Kehadiran kereta api di Indonesia ditandai dengan
pencangkulan pertama pembangunan jalan KA di desa Kemijen, Jum'at
tanggal 17 Juni 1864 oleh Gubernur Jenderal Hindia Belanda, Mr. L.A.J
Baron Sloet van den Beele. Pembangunan diprakarsai oleh Naamlooze
Venootschap Nederlandsch Indische Spoorweg Maatschappij (NV. NISM) yang
dipimpin oleh Ir. J.P de Bordes dari Kemijen menuju desa Tanggung (26
Km) dengan lebar sepur 1435 mm. Ruas jalan ini dibuka untuk angkutan
umum pada hari Sabtu, 10 Agustus 1867.
Keberhasilan swasta, NV. NISM
membangun jalan KA antara Kemijen - Tanggung, yang kemudian pada
tanggal 10 Februari 1870 dapat menghubungkan kota Semarang - Surakarta
(110 Km), akhirnya mendorong minat investor untuk membangun jalan KA di
daerah lainnya. Tidak mengherankan, kalau pertumbuhan panjang jalan rel
antara 1864 - 1900 tumbuh de-ngan pesat. Kalau tahun 1867 baru 25 Km,
tahun 1870 menjadi 110 Km, tahun 1880 mencapai 405 Km, tahun 1890
menjadi 1.427 Km dan pada tahun 1900 menjadi 3.338 Km.

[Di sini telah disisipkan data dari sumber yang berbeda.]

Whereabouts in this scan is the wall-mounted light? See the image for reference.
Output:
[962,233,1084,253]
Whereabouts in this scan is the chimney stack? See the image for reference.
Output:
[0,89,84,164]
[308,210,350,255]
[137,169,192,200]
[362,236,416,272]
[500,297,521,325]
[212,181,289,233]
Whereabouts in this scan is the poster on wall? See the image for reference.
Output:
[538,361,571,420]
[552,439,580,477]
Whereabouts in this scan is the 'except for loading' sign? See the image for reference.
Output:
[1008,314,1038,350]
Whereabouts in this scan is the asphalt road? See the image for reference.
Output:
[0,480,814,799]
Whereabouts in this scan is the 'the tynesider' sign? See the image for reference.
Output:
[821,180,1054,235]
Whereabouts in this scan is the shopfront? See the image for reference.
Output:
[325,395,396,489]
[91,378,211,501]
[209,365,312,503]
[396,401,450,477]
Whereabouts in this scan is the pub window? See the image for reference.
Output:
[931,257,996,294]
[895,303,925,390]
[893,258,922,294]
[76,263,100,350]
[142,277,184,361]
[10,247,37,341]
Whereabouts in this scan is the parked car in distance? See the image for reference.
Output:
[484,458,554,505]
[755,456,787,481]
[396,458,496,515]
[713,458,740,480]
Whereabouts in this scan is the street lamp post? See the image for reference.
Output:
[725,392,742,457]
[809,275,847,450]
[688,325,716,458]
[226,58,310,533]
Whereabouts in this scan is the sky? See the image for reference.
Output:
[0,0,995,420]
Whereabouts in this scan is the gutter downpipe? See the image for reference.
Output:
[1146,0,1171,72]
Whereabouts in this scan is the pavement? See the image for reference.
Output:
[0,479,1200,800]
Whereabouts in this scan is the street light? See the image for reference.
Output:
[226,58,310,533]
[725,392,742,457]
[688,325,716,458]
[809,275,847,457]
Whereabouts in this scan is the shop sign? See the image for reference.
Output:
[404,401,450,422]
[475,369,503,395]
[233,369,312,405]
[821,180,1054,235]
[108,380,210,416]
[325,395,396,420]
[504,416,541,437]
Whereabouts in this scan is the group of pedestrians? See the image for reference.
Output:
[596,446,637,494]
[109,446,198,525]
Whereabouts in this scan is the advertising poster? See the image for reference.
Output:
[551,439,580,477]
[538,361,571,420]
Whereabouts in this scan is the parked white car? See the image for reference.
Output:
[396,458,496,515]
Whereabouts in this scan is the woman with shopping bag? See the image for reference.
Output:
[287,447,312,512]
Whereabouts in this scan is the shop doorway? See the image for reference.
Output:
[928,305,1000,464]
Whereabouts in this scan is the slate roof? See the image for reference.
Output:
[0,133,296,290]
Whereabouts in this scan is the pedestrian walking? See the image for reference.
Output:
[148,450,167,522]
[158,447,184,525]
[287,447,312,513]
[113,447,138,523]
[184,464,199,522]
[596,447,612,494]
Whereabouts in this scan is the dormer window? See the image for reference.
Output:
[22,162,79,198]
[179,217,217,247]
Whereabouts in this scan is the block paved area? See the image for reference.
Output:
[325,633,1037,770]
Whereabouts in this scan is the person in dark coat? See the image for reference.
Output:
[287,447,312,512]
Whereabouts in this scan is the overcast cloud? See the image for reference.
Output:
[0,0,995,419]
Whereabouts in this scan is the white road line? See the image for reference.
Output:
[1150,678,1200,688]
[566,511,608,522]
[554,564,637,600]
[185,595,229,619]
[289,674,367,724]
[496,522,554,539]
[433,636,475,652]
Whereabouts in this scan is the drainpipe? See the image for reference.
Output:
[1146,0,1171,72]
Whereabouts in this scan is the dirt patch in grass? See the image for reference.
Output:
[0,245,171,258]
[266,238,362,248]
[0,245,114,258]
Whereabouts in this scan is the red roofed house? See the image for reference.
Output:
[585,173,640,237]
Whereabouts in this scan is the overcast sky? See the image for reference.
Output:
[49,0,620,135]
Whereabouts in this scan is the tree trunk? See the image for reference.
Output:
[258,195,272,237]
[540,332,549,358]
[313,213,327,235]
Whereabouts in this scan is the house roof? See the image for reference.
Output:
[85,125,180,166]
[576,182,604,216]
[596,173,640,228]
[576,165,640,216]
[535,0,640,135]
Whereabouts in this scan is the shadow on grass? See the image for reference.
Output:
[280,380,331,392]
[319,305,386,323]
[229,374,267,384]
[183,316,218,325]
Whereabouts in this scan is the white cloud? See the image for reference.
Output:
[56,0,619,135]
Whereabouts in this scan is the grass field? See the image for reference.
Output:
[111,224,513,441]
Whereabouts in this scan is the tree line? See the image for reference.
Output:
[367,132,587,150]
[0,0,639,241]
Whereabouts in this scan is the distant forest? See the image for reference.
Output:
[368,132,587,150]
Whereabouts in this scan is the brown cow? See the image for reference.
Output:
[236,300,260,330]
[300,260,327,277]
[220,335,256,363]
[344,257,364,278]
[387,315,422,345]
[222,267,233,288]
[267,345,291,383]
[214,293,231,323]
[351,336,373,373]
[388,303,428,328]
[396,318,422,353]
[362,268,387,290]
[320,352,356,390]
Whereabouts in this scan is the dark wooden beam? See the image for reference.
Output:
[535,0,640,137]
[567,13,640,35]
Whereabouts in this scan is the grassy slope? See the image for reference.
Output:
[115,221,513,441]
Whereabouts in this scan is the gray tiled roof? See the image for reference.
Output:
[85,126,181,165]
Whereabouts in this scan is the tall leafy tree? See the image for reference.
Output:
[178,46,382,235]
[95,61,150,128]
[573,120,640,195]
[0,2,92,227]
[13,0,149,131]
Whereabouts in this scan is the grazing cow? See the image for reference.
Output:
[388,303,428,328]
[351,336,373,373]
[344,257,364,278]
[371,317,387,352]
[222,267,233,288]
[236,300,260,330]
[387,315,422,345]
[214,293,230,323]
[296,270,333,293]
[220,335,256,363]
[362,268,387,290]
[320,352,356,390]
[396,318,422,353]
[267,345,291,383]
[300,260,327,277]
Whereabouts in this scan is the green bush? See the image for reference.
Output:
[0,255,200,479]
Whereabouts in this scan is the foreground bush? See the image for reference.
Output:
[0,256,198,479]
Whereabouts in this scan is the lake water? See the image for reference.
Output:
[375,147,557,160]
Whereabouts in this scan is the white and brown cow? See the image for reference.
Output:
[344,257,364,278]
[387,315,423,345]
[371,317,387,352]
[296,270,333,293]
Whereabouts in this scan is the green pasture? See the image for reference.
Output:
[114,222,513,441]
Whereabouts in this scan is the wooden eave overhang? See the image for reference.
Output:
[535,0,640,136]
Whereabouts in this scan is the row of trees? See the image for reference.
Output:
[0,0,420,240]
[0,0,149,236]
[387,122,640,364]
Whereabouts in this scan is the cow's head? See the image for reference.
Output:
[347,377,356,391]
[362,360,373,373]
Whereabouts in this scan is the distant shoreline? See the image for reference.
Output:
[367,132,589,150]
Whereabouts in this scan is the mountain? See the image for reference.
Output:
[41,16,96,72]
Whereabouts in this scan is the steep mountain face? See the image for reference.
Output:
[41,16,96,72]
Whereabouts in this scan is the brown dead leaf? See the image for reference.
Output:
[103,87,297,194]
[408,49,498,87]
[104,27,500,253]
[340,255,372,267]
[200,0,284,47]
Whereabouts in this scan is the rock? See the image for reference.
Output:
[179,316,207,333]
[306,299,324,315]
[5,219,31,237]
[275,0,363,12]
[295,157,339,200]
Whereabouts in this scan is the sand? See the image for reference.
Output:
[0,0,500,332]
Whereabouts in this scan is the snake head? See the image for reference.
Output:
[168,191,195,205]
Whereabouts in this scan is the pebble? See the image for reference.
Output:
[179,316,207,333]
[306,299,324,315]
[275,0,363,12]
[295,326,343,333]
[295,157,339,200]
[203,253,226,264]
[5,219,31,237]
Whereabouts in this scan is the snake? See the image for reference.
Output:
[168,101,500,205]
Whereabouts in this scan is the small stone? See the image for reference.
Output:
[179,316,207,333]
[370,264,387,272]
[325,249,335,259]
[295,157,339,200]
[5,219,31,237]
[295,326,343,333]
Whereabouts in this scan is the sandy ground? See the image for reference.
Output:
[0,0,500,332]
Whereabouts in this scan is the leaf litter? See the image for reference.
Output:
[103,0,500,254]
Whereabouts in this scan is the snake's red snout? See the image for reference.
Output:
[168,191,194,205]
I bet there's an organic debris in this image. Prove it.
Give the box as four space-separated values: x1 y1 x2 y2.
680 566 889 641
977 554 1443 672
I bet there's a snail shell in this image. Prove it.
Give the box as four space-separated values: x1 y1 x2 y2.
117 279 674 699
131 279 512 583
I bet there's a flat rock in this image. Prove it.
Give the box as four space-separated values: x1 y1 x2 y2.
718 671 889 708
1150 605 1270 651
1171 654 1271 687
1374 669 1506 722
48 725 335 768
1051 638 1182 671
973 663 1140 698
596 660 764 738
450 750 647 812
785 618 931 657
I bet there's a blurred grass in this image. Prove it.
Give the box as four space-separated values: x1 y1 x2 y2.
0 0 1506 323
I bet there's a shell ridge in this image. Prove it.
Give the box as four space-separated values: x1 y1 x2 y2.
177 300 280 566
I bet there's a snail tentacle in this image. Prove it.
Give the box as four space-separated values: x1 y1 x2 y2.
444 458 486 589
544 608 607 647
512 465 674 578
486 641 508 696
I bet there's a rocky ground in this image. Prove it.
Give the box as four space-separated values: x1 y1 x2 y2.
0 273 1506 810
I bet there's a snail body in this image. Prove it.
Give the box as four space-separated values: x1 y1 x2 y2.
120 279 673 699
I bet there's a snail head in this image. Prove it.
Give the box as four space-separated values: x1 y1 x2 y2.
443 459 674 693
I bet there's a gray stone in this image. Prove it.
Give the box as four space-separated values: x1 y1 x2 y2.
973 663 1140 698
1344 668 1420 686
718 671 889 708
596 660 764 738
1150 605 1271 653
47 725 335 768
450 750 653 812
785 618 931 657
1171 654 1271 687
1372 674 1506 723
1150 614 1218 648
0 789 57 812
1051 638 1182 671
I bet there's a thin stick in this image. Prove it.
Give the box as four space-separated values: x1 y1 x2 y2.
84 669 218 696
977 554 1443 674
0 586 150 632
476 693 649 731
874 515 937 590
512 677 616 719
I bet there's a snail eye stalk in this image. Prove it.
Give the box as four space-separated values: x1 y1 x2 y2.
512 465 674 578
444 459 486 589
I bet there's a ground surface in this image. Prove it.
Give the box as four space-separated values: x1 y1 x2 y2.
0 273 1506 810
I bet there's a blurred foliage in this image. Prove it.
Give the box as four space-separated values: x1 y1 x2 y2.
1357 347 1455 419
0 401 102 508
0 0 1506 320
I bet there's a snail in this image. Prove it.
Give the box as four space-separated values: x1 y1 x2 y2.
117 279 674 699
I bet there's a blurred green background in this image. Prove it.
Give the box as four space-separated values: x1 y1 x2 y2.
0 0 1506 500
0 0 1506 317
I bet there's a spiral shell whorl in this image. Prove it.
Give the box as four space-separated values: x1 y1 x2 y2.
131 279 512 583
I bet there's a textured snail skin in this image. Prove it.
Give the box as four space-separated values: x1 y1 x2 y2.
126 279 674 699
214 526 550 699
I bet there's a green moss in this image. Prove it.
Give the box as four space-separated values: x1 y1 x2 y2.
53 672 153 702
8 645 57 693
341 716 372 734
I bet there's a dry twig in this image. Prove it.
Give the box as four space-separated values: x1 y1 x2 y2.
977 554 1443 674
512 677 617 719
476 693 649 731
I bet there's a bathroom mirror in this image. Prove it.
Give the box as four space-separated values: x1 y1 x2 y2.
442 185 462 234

Selain di Jawa, pembangunan
jalan KA juga dilakukan di Aceh (1874), Sumatera Utara (1886), Sumatera
Barat (1891), Sumatera Selatan (1914), bahkan tahun 1922 di Sulawasi
juga telah dibangun jalan KA sepanjang 47 Km antara Makasar-Takalar,
yang pengoperasiannya dilakukan tanggal 1 Juli 1923, sisanya
Ujungpandang - Maros belum sempat diselesaikan. Sedangkan di Kalimantan,
meskipun belum sempat dibangun, studi jalan KA Pontianak - Sambas (220
Km) sudah diselesaikan. Demikian juga di pulau Bali dan Lombok, pernah
dilakukan studi pembangunan jalan KA.
Sampai dengan tahun 1939,
panjang jalan KA di Indonesia mencapai 6.811 Km. Tetapi, pada tahun 1950
panjangnya berkurang menjadi 5.910 km, kurang Iebih 901 Km raib, yang
diperkirakan karena dibongkar semasa pendudukan Jepang dan diangkut ke
Burma untuk pembangunan jalan KA di sana.
Jenis jalan rel KA di
Indonesia semula dibedakan dengan lebar sepur 1.067 mm; 750 mm (di Aceh)
dan 600 mm di beberapa lintas cabang dan tram kota. Jalan rel yang
dibongkar semasa pendudukan Jepang (1942 - 1943) sepanjang 473 Km,
sedangkan jalan KA yang dibangun semasa pendudukan Jepang adalah 83 km
antara Bayah - Cikara dan 220 Km antara Muaro - Pekanbaru. Ironisnya,
dengan teknologi yang seadanya, jalan KA Muaro - Pekanbaru diprogramkan
selesai pembangunannya selama 15 bulan yang mempekerjakan 27.500 orang,
25.000 diantaranya adalah Romusha. Jalan yang melintasi rawa-rawa,
perbukitan, serta sungai yang deras arusnya ini, banyak menelan korban
yang makamnya bertebaran sepanjang Muaro- Pekanbaru.
Setelah kemerdekaan Indonesia
diproklamir-kan pada tanggal 17 Agustus 1945, karyawan KA yang
tergabung dalam Angkatan Moeda Kereta Api (AMKA) mengambil alih
kekuasa-an perkeretaapian dari pihak Jepang. Peristiwa bersejarah
tersebut terjadi pada tanggal 28 September 1945. Pembacaan pernyataan
sikap oleh Ismangil dan sejumlah anggota AMKA lainnya, menegaskan bahwa
mulai tanggal 28 September 1945 kekuasaan perkeretaapian berada di
tangan bangsa Indonesia. Orang Jepang tidak diperbolehkan campur tangan
lagi urusan perkeretaapi-an di Indonesia. Inilah yang melandasi
ditetapkannya 28 September 1945 sebagai Hari Kereta Api di Indonesia,
serta dibentuknya Djawatan Kereta Api Republik Indonesia (DKARI).